Background

De novo transcriptome assembly of short-read RNA-seq data followed by prediction of open reading frames (ORFs) and automated annotation of predicted proteins is widely used for studying non-model eukaryotic organisms without a reference genome [1, 2]. The NCBI Sequence Read Archive (SRA) database currently contains over 3 million RNA-seq datasets, including hundreds of thousands from non-model eukaryotes [3]. These datasets represent a rich and continuously growing resource for diverse biological research across the tree of life. In contrast, only ~ 6900 eukaryotic transcriptome assemblies have been uploaded to the NCBI Transcriptome Shotgun Assembly (TSA) database to date, reflecting the difficulties in producing and uploading high-quality assemblies [4]. Generating and annotating a de novo transcriptome assembly requires numerous bioinformatic tools that can be difficult to install, and best practices are not always followed [5].

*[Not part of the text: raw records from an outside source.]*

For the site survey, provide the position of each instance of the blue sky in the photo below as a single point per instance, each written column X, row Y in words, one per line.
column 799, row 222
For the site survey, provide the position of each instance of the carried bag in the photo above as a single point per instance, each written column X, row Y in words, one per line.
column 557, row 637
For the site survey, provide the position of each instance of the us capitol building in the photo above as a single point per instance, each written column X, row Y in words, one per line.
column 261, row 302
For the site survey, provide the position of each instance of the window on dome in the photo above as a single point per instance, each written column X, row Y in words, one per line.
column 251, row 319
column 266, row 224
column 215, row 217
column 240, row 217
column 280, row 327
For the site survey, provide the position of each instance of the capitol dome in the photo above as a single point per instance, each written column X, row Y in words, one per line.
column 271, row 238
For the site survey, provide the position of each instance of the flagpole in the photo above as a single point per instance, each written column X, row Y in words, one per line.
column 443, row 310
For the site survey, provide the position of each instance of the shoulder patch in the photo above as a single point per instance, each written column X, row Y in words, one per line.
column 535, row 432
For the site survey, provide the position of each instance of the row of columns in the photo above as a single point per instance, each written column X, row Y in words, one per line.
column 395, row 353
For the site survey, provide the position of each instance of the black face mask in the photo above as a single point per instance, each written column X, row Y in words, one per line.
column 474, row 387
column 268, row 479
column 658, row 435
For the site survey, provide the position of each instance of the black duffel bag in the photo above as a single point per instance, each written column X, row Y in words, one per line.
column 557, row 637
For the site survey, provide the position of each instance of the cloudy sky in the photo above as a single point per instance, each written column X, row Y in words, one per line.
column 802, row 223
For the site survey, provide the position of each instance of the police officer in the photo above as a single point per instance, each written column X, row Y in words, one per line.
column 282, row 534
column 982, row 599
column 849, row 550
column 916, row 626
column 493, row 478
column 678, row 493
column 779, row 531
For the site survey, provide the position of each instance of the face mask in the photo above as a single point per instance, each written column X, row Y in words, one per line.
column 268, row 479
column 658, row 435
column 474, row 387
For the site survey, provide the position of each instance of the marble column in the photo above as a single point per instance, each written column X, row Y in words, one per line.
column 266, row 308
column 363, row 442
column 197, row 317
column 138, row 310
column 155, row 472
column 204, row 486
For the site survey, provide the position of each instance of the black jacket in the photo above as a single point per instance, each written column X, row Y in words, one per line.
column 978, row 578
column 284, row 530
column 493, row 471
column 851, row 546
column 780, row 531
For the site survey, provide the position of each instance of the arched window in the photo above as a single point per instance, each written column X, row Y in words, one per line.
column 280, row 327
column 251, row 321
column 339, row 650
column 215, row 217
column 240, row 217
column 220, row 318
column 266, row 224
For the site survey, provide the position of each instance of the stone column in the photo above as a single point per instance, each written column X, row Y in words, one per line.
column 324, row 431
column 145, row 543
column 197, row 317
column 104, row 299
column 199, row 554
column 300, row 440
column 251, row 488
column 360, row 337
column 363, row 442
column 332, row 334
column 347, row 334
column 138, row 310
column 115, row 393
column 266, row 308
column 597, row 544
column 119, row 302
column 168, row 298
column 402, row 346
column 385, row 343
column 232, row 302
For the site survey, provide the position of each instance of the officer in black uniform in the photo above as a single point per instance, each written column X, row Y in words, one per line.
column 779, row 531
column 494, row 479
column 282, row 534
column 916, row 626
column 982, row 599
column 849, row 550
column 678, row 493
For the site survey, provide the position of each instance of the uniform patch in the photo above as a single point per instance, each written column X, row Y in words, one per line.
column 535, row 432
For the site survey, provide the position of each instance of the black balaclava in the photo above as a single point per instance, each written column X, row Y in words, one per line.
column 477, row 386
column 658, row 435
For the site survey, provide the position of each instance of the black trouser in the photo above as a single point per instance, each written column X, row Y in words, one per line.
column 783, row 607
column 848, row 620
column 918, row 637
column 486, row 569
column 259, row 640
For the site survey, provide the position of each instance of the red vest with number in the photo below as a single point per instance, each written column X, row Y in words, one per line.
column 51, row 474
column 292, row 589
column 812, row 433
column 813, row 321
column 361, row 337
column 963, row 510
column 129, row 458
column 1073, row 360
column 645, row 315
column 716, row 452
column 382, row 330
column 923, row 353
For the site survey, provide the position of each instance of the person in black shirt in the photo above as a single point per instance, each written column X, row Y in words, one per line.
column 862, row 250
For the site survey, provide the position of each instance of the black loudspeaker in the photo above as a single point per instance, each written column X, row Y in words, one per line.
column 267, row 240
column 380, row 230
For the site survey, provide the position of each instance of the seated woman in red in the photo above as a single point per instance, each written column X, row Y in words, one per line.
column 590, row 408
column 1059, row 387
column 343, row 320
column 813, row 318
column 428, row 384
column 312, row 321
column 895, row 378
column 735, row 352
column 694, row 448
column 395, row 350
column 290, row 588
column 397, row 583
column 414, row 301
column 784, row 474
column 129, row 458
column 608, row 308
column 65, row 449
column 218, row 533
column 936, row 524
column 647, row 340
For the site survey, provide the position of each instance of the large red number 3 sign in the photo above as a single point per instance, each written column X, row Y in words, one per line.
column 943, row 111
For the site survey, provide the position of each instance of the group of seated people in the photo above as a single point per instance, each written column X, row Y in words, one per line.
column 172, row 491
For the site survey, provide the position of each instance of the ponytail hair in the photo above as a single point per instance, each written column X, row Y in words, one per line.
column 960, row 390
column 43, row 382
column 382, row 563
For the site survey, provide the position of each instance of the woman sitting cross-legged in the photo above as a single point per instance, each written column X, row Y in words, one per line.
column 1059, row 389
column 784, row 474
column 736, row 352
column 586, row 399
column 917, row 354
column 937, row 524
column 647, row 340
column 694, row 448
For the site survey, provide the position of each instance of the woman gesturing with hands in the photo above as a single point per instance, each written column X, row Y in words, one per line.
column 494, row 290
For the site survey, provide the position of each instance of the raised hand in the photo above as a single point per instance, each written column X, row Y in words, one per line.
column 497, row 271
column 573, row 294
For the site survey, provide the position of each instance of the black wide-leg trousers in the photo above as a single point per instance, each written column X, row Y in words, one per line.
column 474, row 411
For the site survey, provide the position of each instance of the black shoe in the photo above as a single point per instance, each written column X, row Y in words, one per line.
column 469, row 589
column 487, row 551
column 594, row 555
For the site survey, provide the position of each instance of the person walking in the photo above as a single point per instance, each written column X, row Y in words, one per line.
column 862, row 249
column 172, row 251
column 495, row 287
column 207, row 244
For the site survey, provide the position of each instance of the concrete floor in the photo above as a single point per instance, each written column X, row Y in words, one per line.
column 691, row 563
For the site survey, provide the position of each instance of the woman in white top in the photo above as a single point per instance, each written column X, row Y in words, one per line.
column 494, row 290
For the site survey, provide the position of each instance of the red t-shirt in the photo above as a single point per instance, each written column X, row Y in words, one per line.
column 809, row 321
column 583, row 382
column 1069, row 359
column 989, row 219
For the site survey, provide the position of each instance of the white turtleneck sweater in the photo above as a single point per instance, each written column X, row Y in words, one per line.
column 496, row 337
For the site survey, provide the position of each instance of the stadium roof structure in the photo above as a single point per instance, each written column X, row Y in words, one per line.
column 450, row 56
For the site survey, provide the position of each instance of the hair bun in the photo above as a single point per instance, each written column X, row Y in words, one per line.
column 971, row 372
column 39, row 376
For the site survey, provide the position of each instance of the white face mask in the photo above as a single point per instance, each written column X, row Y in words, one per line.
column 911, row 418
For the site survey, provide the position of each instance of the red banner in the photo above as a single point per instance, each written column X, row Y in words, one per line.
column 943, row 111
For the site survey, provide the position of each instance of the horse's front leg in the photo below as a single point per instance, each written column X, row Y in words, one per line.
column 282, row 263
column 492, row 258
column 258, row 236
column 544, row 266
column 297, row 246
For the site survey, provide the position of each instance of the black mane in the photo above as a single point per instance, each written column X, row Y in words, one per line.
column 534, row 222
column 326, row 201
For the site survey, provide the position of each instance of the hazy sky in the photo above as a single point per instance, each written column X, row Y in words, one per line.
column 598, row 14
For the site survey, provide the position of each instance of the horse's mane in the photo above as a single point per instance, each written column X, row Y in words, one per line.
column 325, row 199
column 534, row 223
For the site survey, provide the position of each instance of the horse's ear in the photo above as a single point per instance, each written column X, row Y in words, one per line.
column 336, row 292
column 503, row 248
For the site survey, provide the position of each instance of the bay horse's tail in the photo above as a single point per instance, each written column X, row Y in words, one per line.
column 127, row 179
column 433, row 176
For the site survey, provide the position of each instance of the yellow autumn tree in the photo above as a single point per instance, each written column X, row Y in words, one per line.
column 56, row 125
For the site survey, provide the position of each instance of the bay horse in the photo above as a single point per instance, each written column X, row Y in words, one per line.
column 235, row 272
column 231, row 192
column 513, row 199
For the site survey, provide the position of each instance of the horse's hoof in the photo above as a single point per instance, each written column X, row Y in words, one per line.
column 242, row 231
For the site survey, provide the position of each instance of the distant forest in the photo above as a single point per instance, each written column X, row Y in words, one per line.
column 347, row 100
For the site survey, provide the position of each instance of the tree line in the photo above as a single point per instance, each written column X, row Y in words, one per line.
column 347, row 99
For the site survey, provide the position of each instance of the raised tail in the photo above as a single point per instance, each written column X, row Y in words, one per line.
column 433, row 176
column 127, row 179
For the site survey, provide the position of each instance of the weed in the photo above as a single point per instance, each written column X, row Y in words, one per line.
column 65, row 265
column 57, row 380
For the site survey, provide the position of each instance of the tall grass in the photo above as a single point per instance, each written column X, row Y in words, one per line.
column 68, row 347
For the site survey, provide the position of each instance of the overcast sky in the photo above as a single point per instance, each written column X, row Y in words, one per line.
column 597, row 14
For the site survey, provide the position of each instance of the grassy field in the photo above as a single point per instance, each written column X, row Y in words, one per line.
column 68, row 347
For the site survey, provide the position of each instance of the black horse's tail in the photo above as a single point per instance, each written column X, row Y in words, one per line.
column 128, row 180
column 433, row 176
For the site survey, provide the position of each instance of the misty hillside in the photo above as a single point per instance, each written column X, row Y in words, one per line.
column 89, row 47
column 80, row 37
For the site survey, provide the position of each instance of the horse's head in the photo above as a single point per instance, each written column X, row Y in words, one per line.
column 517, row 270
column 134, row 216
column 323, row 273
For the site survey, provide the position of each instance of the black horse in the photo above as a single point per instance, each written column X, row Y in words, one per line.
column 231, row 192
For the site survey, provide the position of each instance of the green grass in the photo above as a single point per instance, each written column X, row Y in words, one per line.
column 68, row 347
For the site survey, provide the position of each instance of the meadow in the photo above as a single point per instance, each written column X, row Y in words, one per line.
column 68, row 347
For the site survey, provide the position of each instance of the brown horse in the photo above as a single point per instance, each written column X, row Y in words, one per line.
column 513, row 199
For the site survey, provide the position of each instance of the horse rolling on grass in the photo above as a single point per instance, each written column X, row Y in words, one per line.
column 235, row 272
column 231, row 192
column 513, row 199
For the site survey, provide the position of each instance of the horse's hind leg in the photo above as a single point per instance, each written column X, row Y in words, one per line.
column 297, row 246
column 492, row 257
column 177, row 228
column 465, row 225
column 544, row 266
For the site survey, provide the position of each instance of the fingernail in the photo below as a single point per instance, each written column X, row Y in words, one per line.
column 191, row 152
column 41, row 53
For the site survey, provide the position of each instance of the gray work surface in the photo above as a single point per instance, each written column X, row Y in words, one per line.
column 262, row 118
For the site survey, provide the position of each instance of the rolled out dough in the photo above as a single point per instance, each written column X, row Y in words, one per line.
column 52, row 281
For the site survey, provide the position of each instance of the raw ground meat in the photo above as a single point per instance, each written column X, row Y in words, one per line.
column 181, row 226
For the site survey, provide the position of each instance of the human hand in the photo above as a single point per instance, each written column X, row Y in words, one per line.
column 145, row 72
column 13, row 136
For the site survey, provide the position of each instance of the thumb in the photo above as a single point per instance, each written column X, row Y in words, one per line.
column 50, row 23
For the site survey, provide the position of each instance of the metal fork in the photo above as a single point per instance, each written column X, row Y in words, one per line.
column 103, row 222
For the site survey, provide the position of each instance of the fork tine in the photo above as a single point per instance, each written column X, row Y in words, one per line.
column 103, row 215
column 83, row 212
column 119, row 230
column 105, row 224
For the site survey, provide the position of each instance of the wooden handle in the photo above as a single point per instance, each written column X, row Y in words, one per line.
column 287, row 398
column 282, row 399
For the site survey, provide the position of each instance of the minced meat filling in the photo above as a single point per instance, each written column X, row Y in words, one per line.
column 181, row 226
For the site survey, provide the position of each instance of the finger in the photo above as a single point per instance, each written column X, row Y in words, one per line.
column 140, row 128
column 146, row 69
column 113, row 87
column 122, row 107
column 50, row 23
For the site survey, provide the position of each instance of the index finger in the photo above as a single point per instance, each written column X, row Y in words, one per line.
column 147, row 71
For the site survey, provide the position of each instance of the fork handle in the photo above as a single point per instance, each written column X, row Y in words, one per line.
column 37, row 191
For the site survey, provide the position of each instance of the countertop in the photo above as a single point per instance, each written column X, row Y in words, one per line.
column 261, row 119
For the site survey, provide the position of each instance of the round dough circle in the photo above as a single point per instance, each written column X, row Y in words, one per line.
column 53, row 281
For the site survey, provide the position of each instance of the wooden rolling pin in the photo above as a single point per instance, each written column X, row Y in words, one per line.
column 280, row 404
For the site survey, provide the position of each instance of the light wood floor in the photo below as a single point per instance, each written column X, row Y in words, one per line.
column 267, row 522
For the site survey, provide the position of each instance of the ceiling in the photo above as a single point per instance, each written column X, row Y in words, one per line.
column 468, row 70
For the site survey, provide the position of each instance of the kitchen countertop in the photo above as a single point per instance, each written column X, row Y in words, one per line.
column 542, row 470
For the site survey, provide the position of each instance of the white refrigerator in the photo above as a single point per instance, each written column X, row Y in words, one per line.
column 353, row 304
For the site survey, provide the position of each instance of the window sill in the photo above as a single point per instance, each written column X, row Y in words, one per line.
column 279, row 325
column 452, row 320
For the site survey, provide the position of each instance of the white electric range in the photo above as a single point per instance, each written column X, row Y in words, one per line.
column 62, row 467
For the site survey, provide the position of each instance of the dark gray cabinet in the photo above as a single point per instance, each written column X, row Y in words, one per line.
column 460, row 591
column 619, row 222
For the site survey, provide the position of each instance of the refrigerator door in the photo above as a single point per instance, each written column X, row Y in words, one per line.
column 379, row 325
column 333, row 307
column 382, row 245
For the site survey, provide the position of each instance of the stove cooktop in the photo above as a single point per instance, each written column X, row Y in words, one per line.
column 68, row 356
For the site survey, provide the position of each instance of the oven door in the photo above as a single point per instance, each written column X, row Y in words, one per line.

We surveyed existing pipelines for RNA-seq data analysis, including de novo transcriptome assembly and gene annotation tasks (Table 1). To date, four pipelines have been published for de novo transcriptome assembly, two of which (Rnnotator [6] and themira [7]) have been discontinued since their publication. Several other pipelines are available for aligning RNA-seq reads to a reference genome. Only a few of them support alignment of raw reads to a de novo assembled or reference transcriptome, depending mostly on the read aligner used. However, such pipelines generally were not designed to assist with gene discovery in non-model organisms. Presently, Pincho [8] is the only maintained pipeline that supports both de novo transcriptome assembly and transcript annotation using a variety of tools. However, Pincho does not support distributed computing on high-performance computational clusters (HPCs), and therefore has limited utility for processing large sequencing datasets.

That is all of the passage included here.